La COP23 se tiendra l'an prochain en Allemagne, mais elle sera organisée par les îles Fidji. Le premier ministre fidjien Frank Bainimarama a invité Donald Trump, qui préfère les énergies fossiles aux énergies renouvelables, à renoncer au climatoscepticisme et à se rendre aux îles Fidji pour constater de visu les effets du renforcement des tempêtes et de la hausse du niveau de la mer.

Le directeur de la stratégie du groupe américain Union of Concerned Scientists (UCS), Alden Meyer, a souligné qu'aucun pays n'avait dit qu'il suivrait Donald Trump si le futur président des États-Unis décidait d'engager un retrait de l'accord de Paris.

Changements climatiques  

Les groupes de défense de l'environnement ont estimé que la COP22 de Marrakech était un pas dans la bonne direction, mais qu'il restait encore de nombreuses questions à résoudre ces deux prochaines années et notamment l'aide financière aux pays en développement.

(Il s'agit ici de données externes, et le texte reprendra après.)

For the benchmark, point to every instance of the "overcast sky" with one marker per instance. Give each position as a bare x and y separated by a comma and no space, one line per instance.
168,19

« Les pays riches essaient de se dégager de leurs promesses d'aider les pays pauvres à couvrir les coûts » associés à la mise aux normes écologiques, a souligné Harjeet Singh d'ActionAid.

Vendredi également, 48 pays en développement ont annoncé leur intention de faire en sorte que leur production d'énergie se fasse « aussi vite que possible » à 100 % à partir d'énergies renouvelables.